Taeri slowly lifted her head from Yijoon’s embrace, unable to finish her sentence.
“…….”
Her lips parted, but no sound came out.
Like a fish struggling to breathe out of water, she simply stared at one spot, her lips opening and closing. Her eyes held the fear of imminent suffocation.
“You should have told me he was your cousin earlier.”
Taeri looked over Yijoon’s shoulder, her face pale, as if she were seeing a terrifying ghost no one else could.
“I was really worried about you, Taeri. Your cousin too.”
Yijoon released Taeri and turned to the other man with a gentle smile.
“Your cousin has been waiting for you.”
Where Yijoon gestured, Park Chigyeong stood. He had been watching Taeri, who had been nestled in Yijoon’s arms, all along, tapping the corner of his phone against a gaming hall machine.
Tap. Tap. Tap.
“…….”
His face was expressionless, his breath held in, but his simmering eyes looked as if they were about to pounce on her and tear her apart.
“Why didn’t you tell me the person you left with that day was your cousin? I wouldn’t have worried if you had…”
Yijoon seemed to say something more beside her, but Taeri could no longer hear him. His kind voice was completely muted by the ringing in her ears, now screaming like a warning siren.
Beeeeeeep.
“Taeri.”
The man called her name. Hearing her name from him was so unfamiliar that sometimes it didn’t even feel like her own.
“Taeri. Kang Taeri.”
As if he’d read her thoughts, Park Chigyeong approached, calling her name repeatedly in his low voice. As if to make her get used to it.

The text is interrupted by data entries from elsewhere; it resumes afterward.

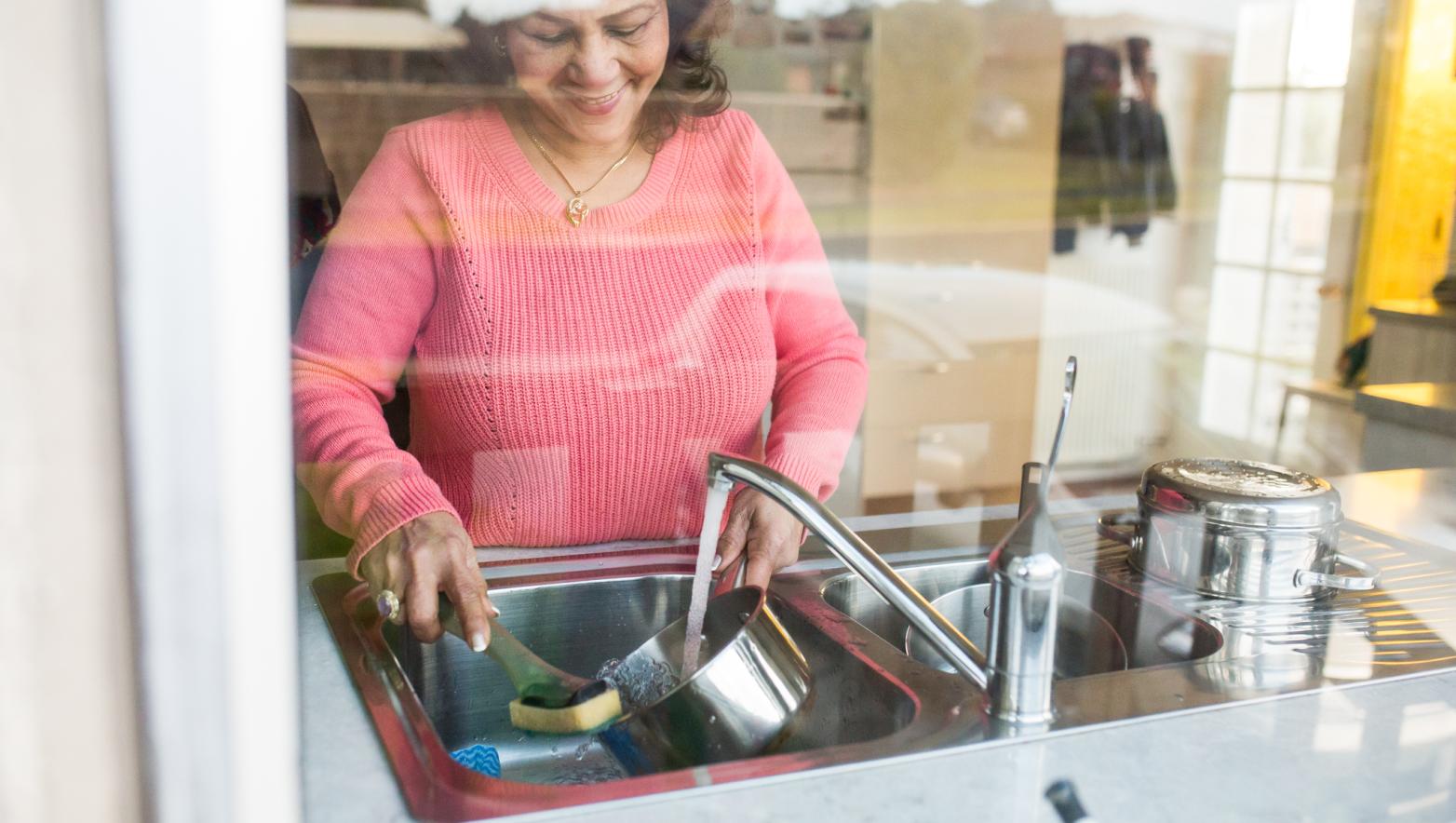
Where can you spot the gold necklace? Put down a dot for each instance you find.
(575, 207)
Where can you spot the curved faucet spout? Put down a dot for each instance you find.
(854, 552)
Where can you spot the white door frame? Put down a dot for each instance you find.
(200, 214)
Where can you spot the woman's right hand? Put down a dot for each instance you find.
(431, 554)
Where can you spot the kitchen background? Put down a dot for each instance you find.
(980, 222)
(1200, 201)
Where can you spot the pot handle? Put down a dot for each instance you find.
(1368, 575)
(1122, 528)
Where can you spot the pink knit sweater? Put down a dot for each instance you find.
(567, 384)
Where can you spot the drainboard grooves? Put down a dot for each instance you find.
(1407, 619)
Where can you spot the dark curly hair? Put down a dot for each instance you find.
(692, 87)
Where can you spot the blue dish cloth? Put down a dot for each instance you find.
(479, 758)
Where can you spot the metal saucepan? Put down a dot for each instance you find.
(1086, 644)
(740, 701)
(1238, 529)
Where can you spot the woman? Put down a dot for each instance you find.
(600, 281)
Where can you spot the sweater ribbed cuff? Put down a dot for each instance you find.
(392, 506)
(804, 472)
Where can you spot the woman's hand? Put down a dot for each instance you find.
(766, 531)
(421, 559)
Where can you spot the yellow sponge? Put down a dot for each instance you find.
(587, 716)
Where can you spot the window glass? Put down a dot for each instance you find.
(545, 265)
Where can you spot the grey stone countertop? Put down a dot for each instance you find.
(1420, 405)
(1375, 752)
(1422, 311)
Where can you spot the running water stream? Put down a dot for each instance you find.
(702, 575)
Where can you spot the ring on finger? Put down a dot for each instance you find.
(389, 608)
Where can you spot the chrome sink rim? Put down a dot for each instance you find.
(947, 714)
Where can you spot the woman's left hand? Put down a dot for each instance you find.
(766, 531)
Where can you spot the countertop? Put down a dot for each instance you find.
(1422, 405)
(1422, 311)
(1381, 750)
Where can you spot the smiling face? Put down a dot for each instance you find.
(588, 72)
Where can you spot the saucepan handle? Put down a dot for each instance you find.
(1122, 528)
(1368, 578)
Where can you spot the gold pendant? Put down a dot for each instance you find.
(575, 211)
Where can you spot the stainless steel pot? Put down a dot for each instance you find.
(1238, 529)
(738, 704)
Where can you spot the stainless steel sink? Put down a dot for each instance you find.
(581, 625)
(1151, 634)
(870, 699)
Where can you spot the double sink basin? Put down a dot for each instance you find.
(871, 699)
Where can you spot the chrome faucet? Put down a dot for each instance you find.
(852, 551)
(1025, 567)
(1027, 572)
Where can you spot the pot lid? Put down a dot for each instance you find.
(1241, 492)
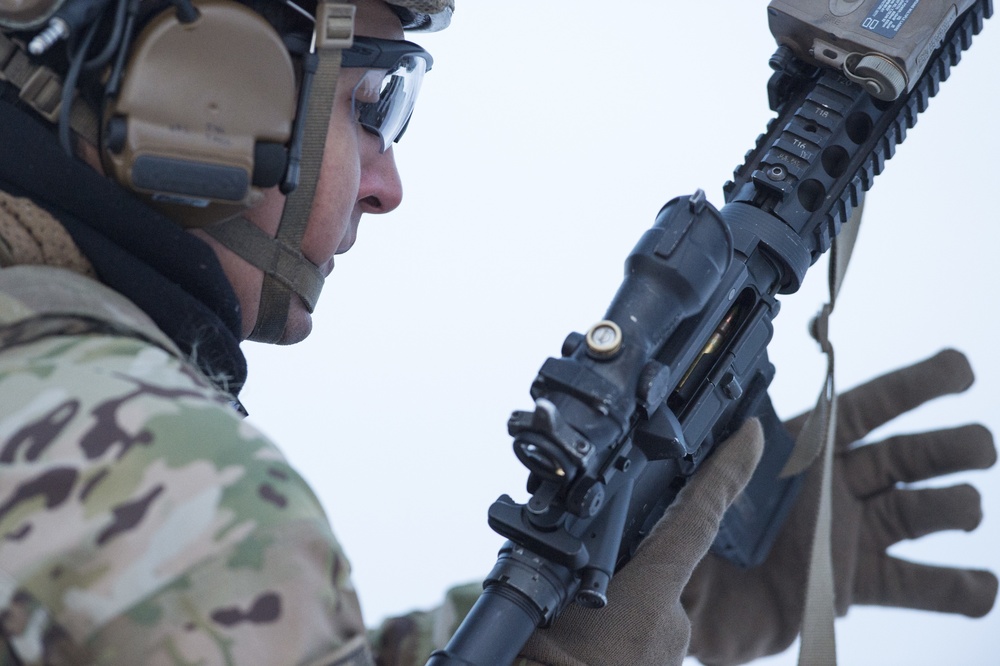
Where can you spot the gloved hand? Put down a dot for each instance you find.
(738, 615)
(643, 622)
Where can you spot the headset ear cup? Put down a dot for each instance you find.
(203, 114)
(270, 161)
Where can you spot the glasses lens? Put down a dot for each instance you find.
(383, 100)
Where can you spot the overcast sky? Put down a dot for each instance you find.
(546, 138)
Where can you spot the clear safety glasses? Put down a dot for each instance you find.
(383, 99)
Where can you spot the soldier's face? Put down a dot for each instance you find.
(355, 179)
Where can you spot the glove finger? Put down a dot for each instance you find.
(910, 514)
(872, 468)
(880, 400)
(903, 584)
(691, 522)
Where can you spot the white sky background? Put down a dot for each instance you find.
(546, 139)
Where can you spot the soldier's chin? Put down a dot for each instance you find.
(299, 323)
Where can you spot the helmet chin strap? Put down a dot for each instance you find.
(286, 270)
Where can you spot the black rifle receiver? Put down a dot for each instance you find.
(680, 359)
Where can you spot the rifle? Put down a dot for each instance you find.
(634, 405)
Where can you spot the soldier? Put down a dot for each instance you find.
(176, 178)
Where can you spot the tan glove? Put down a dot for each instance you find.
(644, 622)
(738, 615)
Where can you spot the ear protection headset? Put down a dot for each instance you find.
(201, 106)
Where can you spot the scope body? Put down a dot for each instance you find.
(630, 410)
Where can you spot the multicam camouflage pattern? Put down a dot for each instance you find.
(141, 520)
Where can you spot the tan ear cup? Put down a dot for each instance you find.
(26, 14)
(204, 113)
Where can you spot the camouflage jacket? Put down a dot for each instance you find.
(142, 520)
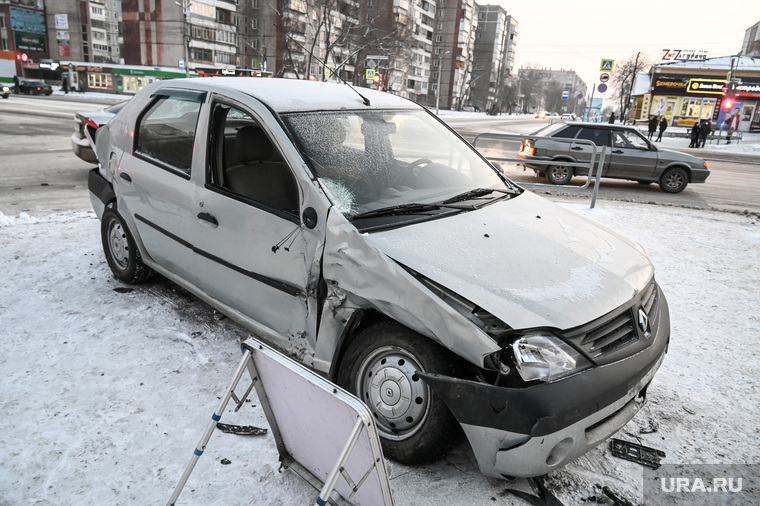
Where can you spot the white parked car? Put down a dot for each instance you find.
(357, 233)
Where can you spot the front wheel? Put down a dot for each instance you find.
(674, 180)
(380, 367)
(120, 249)
(559, 174)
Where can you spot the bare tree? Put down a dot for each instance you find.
(623, 78)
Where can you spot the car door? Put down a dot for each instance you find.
(631, 157)
(254, 254)
(154, 184)
(583, 152)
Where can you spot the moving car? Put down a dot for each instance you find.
(35, 88)
(631, 156)
(87, 124)
(357, 233)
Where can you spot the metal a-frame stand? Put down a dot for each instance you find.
(341, 442)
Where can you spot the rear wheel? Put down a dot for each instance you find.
(120, 249)
(380, 367)
(559, 174)
(674, 180)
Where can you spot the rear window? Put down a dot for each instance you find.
(599, 136)
(568, 133)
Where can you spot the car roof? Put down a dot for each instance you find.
(288, 95)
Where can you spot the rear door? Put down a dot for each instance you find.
(632, 157)
(583, 152)
(154, 179)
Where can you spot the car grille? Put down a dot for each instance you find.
(610, 337)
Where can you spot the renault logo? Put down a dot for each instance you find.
(644, 322)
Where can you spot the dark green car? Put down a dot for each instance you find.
(631, 156)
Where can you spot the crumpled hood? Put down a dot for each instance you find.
(525, 260)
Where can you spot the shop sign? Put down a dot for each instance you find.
(670, 84)
(30, 42)
(683, 54)
(709, 86)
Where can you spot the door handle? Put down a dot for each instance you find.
(208, 217)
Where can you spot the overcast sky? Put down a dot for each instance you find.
(578, 34)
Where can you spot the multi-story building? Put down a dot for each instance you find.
(751, 44)
(454, 44)
(493, 61)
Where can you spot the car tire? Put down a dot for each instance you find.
(379, 367)
(674, 180)
(559, 174)
(120, 249)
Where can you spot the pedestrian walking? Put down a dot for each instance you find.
(663, 127)
(704, 130)
(694, 135)
(652, 126)
(733, 124)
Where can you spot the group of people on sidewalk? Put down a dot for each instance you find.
(699, 133)
(654, 122)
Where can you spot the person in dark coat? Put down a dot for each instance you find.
(663, 127)
(652, 126)
(694, 135)
(704, 130)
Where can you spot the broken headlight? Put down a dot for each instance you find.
(544, 357)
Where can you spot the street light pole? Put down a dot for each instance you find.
(438, 86)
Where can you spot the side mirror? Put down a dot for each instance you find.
(310, 217)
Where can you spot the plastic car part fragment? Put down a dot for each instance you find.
(636, 453)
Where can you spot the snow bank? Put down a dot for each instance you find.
(106, 388)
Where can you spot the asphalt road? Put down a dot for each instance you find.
(41, 174)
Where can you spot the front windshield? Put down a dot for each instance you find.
(369, 160)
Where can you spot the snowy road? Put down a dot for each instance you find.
(106, 388)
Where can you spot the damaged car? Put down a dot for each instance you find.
(358, 234)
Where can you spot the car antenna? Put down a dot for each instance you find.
(365, 99)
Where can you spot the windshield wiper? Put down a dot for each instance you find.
(411, 208)
(477, 192)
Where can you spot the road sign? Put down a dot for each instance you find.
(607, 65)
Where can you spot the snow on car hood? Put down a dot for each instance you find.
(527, 261)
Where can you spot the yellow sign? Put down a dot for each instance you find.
(711, 86)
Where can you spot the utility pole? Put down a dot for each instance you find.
(630, 90)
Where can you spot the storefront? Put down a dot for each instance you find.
(688, 91)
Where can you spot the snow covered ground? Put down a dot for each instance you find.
(107, 388)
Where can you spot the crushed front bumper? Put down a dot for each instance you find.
(534, 430)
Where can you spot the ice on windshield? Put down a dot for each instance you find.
(373, 159)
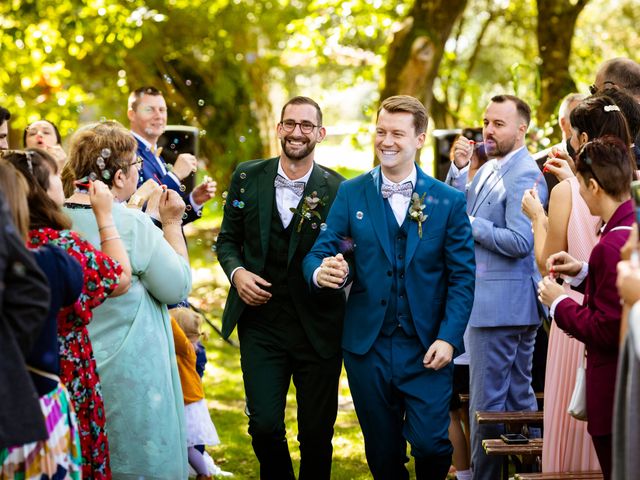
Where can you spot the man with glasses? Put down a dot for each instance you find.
(4, 128)
(274, 211)
(147, 113)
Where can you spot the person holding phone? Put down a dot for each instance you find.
(604, 170)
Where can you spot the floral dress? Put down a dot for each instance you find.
(77, 365)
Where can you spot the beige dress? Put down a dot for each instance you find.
(567, 445)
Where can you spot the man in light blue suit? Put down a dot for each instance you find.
(404, 241)
(506, 313)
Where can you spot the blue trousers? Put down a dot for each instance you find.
(500, 380)
(397, 401)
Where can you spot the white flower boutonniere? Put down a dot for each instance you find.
(308, 208)
(415, 210)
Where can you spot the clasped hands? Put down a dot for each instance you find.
(333, 272)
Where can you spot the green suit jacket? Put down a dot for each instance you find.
(244, 242)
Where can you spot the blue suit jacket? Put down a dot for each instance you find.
(439, 267)
(506, 272)
(151, 169)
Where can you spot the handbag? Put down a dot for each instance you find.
(578, 403)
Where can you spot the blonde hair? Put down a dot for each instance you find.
(189, 321)
(15, 189)
(100, 149)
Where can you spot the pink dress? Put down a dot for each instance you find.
(567, 445)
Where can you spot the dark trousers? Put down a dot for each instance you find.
(274, 351)
(397, 401)
(603, 445)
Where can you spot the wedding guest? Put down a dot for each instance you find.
(132, 334)
(106, 272)
(604, 171)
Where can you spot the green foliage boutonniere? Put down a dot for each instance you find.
(415, 210)
(307, 209)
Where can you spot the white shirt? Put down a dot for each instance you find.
(399, 203)
(286, 198)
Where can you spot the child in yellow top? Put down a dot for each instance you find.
(200, 429)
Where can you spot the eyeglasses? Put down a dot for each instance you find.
(593, 89)
(290, 125)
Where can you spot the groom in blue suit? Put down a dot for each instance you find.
(506, 312)
(403, 241)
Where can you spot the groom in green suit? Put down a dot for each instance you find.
(274, 211)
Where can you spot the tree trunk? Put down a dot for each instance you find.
(416, 50)
(556, 26)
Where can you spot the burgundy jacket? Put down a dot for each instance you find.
(596, 323)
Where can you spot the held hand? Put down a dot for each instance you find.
(171, 206)
(439, 355)
(333, 272)
(549, 290)
(204, 192)
(101, 198)
(531, 205)
(562, 263)
(250, 287)
(628, 282)
(185, 165)
(462, 151)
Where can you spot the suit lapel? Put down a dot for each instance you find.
(423, 186)
(317, 183)
(265, 201)
(376, 210)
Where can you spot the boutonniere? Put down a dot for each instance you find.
(308, 208)
(415, 210)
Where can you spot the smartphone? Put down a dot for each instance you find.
(514, 438)
(635, 195)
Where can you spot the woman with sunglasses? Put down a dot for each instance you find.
(132, 334)
(569, 227)
(604, 171)
(106, 272)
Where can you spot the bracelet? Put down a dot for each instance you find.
(115, 237)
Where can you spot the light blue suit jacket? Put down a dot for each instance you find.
(506, 272)
(439, 267)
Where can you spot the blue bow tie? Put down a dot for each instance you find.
(295, 187)
(405, 189)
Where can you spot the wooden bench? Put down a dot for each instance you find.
(591, 475)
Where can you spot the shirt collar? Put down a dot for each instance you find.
(305, 177)
(412, 177)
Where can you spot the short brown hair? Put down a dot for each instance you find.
(36, 165)
(299, 100)
(15, 190)
(108, 141)
(523, 108)
(609, 162)
(138, 93)
(408, 104)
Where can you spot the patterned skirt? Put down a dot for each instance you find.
(57, 456)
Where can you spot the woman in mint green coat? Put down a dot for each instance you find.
(131, 334)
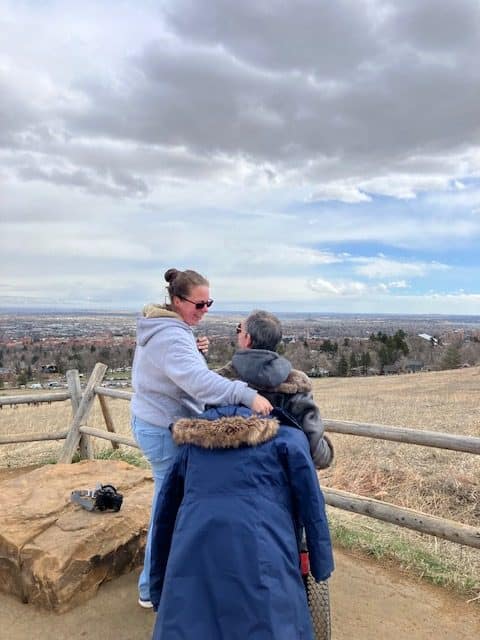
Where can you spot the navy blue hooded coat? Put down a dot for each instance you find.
(225, 560)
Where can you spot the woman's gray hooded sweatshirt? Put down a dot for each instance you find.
(170, 377)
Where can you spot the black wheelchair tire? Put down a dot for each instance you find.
(318, 597)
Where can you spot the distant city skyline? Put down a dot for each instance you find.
(307, 156)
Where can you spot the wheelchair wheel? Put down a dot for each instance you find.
(318, 597)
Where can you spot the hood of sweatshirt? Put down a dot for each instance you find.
(156, 318)
(261, 368)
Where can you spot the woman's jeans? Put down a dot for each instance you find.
(159, 448)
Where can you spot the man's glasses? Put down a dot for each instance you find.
(198, 305)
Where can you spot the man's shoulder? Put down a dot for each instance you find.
(228, 371)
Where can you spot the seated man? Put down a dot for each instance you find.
(225, 562)
(289, 389)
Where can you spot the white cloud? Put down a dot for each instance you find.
(381, 267)
(189, 134)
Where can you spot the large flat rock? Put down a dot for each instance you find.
(56, 554)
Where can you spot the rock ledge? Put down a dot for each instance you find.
(55, 554)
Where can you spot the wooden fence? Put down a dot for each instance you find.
(78, 438)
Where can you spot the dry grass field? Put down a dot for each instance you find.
(439, 482)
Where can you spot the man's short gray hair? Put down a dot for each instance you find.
(264, 329)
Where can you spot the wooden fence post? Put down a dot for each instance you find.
(75, 389)
(107, 416)
(73, 437)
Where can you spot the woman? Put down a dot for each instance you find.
(171, 380)
(225, 559)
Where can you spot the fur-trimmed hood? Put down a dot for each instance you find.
(266, 371)
(225, 428)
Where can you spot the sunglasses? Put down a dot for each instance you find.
(198, 305)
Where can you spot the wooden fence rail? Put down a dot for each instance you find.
(34, 398)
(79, 434)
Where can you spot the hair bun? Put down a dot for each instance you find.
(171, 274)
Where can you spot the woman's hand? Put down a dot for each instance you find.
(202, 344)
(261, 405)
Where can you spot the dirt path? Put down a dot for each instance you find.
(368, 602)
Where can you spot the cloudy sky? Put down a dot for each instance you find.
(305, 156)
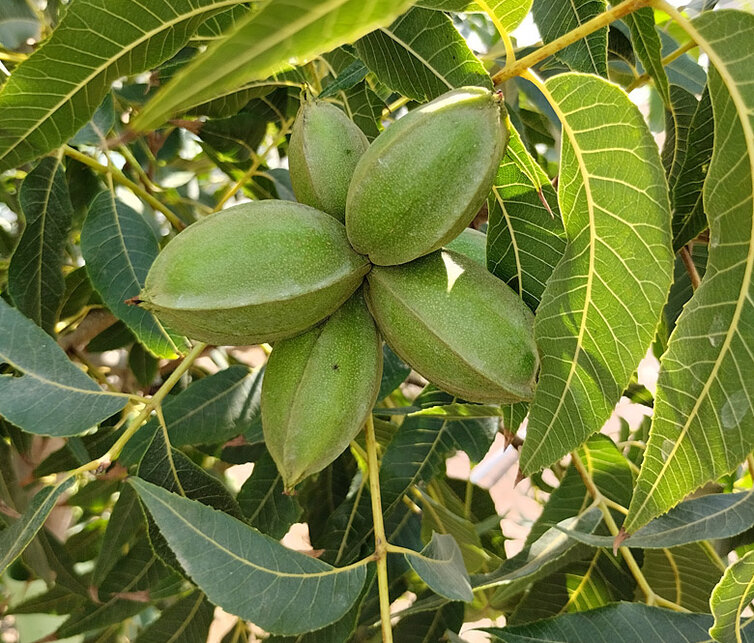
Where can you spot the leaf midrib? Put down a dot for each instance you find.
(742, 115)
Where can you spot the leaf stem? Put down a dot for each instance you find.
(100, 464)
(380, 540)
(590, 26)
(600, 501)
(258, 159)
(510, 54)
(123, 180)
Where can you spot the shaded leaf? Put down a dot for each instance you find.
(263, 503)
(730, 597)
(282, 33)
(684, 575)
(429, 626)
(703, 406)
(14, 539)
(554, 18)
(418, 450)
(35, 278)
(624, 623)
(547, 554)
(711, 517)
(185, 621)
(525, 239)
(97, 42)
(205, 541)
(600, 309)
(53, 397)
(422, 55)
(119, 246)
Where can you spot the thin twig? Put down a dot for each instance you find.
(590, 26)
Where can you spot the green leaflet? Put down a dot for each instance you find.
(408, 57)
(280, 34)
(14, 539)
(35, 278)
(185, 621)
(440, 565)
(620, 623)
(711, 517)
(703, 408)
(730, 597)
(207, 541)
(96, 42)
(600, 308)
(684, 574)
(525, 239)
(53, 397)
(557, 17)
(119, 246)
(648, 48)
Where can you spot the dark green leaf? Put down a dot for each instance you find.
(206, 541)
(622, 623)
(730, 597)
(119, 246)
(53, 397)
(440, 565)
(35, 279)
(14, 539)
(422, 55)
(557, 17)
(648, 48)
(97, 42)
(185, 621)
(525, 239)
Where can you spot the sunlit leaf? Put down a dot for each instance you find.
(422, 55)
(97, 42)
(730, 597)
(703, 407)
(280, 34)
(600, 309)
(557, 17)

The closer he got, the louder the ringing in Taeri’s ears became— Beeeeeeep —her body warning her that an obstacle was approaching. That the distance was too close. That she needed to get away.
But she couldn’t move. Not even a single step. Like a fish caught on a spear, she could only open and close her mouth.
“Come.”
The heavy scent of his cologne invaded her senses without permission, without consideration, and then brushed past her. The ringing in her ears continued.
Beeeeeeep.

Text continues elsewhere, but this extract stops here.